不動産経営

サブリース契約(一括借り上げ)のメリットとデメリット

空室リスクの対策としてサブリース(一括借り上げ)の利用を検討することがあると思います。サブリースはオーナーが所有している物件をサブリース業者が一括で借りて、それを入居者へ転貸(また貸し)することをいいます。空室であるかどうか関係なく、設定された毎月の家賃をサブリース業者が保証してくれます。不動産投資において収入源である家賃収入がなくなってしまう「空室」や「家賃滞納」といったリスクは最も対策しなければならないことなので、家賃保証は非常に魅力的に見えますが、じつは問題点も多々あります。今回はサブリース契約のメリットとデメリットについて解説します。

サブリースとは

サブリースはサブリース業者が貸主から物件を一括で借り上げ、それを入居者へと転貸(また貸し)することです。入居者の有無に関係なく一定の家賃が保証されます。

サブリースのメリット

空室リスクを抑えることができる

不動産投資をする上で、最も避けたいのが空室が長引いてしまうことです。
サブリース契約をすることで、契約期間中はサブリース会社が設定された家賃を保証してくれるので、空室や滞納で家賃が入ってこなくなるということがなくなります。契約が続く限り空室リスクがほぼなくなるのはサブリースの最大のメリットといえるでしょう。

管理の手間を省くことができる

サブリース契約をすることで物件管理の手間を省くことができます。
サブリース業者は

  • 入居者の募集
  • 賃貸借契約関連
  • 入退去に関する手続き
  • 家賃の集金業務
  • 入居者の対応
  • 物件の修繕やリフォーム

といった物件の管理をオーナーに代わって行ってくれます。

※ただし、管理費用(修繕費やリフォーム費用など)についてはオーナーの自己負担になります。管理業務の範囲と費用はどうなっているか、契約書をきちんと確認するようにしましょう。

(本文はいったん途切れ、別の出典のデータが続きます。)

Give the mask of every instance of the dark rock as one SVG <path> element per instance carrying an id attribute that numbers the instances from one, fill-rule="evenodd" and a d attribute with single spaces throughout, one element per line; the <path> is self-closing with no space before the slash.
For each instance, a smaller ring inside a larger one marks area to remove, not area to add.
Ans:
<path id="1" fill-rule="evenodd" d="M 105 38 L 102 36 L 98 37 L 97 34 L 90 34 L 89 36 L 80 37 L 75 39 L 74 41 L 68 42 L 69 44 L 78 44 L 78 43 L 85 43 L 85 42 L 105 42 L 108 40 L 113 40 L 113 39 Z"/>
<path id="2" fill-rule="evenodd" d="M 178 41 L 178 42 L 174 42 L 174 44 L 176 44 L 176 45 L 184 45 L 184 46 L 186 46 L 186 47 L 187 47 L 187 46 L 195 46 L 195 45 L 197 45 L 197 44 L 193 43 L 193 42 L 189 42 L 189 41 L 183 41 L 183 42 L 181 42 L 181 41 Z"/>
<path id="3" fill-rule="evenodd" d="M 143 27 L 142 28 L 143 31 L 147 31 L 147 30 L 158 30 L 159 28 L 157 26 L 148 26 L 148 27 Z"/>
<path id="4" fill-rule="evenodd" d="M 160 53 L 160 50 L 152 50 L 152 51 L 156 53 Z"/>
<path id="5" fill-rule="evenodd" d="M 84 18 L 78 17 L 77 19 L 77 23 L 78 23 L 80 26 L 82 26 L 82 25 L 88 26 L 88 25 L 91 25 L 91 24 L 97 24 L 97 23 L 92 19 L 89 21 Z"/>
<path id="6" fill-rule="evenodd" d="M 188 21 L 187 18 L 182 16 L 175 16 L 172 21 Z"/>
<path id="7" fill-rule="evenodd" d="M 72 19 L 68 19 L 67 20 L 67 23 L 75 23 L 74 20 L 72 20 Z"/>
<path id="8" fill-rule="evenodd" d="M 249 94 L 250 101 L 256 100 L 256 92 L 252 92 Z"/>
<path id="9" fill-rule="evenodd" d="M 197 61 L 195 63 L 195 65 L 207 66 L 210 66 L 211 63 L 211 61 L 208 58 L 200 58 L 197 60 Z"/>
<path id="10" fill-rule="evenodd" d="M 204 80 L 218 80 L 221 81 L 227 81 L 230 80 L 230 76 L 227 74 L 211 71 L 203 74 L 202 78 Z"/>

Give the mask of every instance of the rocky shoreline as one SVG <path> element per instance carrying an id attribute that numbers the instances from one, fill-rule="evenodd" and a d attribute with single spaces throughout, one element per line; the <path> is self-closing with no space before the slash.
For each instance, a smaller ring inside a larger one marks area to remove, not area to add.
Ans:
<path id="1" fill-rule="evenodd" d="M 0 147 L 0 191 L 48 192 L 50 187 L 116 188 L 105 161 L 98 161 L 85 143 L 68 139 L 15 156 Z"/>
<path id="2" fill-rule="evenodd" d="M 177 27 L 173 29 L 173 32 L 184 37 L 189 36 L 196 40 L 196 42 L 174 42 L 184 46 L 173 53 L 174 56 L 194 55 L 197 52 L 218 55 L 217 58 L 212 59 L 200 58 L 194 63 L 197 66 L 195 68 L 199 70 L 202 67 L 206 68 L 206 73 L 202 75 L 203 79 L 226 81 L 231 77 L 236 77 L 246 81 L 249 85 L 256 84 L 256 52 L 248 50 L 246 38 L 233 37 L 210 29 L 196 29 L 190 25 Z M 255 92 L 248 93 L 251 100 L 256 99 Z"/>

サブリースを活用することで面倒な作業をする必要がなくなるので、オーナーの負担は大幅に軽減されます。

サブリースのデメリット

こうしてみるとサブリースはメリットが非常に大きいようにも思えますが、実際には見えないリスクが存在します。サブリースを活用する際の注意点を以下に挙げます。

家賃が見直しされる

保証家賃が見直されるリスクがあります。
サブリースは20年、30年という長期契約を前提とした契約であることがほとんどですが、ずっと同じ家賃を保証しているわけではありません。サブリース業者が設定した家賃では厳しいと判断した場合は保証家賃を減額されることがあります。
通常は2年に1度を目安に保証家賃が見直されます。家賃の減額に応じないとサブリース契約を解除するとサブリース業者に迫られたりするなどのトラブルも発生しています。
常に一定の家賃が入ってくるとは限らないことを覚えておきましょう

契約解除には違約金が発生する

サブリース契約を解除する際、違約金が設定されているケースがあります。上述したようにサブリースは長期契約であること多いです。契約期間中に物件を売却する場合など、サブリース契約を解除しようとすると違約金が発生することがあります。違約金は家賃の4~6ヶ月分程度になることが多く、思わぬ出費になりかねませんので、サブリース契約をする前には契約書の解除条項をしっかりと確認しておきましょう。

サブリース業者が倒産してしまう

サブリース契約中、サブリース業者が倒産してしまうリスクがあります。
万が一サブリース業者が倒産してしまった場合、様々なリスクを背負うことになってしまいます。
家賃が振り込まれない可能性や入居者が勝手に退去してしまうこともあります。
これを回避するにはサブリース業者の情報をしっかりと集めておくほかありません。
経営状態が悪い業者とは契約しないほうが賢明でしょう。

サブリース契約をする前に

トラブルにならないためにも、サブリースを利用する前には必ず契約内容を確認しましょう。

免責期間

サブリース契約後、家賃がオーナーではなくサブリース業者に入ってしまう期間があります。当然オーナーからすれば、いつ家賃が振り込まれるのか不安になってしまいますので、この免責期間がどれくらいあるのか確認しておきましょう。
一般的には30日~90日に設定されている場合が多いです。

保証家賃の見直し期間

家賃の見直し期間はどのくらいなのか確認しておきましょう。
ただし、たとえ保証家賃が契約書で「10年間据え置く」などの記載があったとしても、10年と経たずに一方的に賃料が減額されるという場合もあります。実際に最高裁でも認めた判例がありますので注意しておきましょう。

解約条項

解約の条件について以下を確認するようにしましょう。

  • 一方的に解約されるような規定になってはいないか
  • 解約の予告期間はいつか
  • 途中で解約した場合の違約金の有無

修繕・リフォーム費用

退去後のリフォーム費用や設備の修繕費用の負担はどうなっているか確認しましょう。一般的にはオーナー負担になっています。

敷金の取り扱い

敷金や保証金などはオーナー、サブリース業者どちらが保管するのか、また業者が保管する場合、ちゃんと別に保管されているのか確認しましょう。礼金や共益費もあわせて確認しておくといいでしょう。

まとめ

今回はサブリースについて書きました。
家賃が保証されるというのがサブリース最大のメリットですが、それと同時に見えないリスクも存在しています。
そもそも空室になりにくい物件であれば、家賃が全額入ってきますし、サブリースのリスクを負う必要もないので、サブリースを利用しないほうが得策といえるでしょう。
安易にサブリースを利用するのではなく、本当に自分の物件にサブリースが必要なのかどうかをしっかり考えるようにしてください。